Today we found out that the test was negative. We are (so far anyway) some of the lucky ones. When we watched the Ohio press conference today, they announced that 14,764 people were tested in our state, and that number included us. We’re still under a “stay at home” order, and if anything, I’m even less likely to allow them around other people right now, so our day-to-day life is still the same, well, except for that debilitating fear at the edge of every hour. The fear is still there—the kids aren’t the only people I love after all—but it moved a half-step back for the moment anyway.
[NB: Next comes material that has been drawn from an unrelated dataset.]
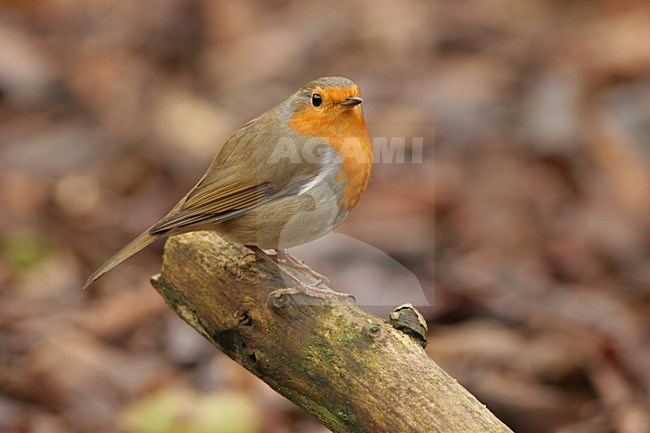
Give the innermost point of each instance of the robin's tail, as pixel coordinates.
(136, 245)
I learned that I’m not a good quarantine mom, and I’m extremely grateful that I didn’t have to pay a price for that. I wasn’t worried about myself, but I only did a mediocre job of protecting my youngest. I’d damn sure regret that if he had gotten sick as well. But it felt so useless. We were a family unit, and we had already breathed each other’s air. Since we were on home confinement, we were in the same room pretty much all day every day leading up to that first fever. But we got lucky that we didn’t have to pay for that decision, and neither did the kids we invited over a week ago for that last sleepover.
Anyway, that’s how we are spending our spring break. And my eldest is on antibiotics because although he doesn’t have COVID, he still has a fever.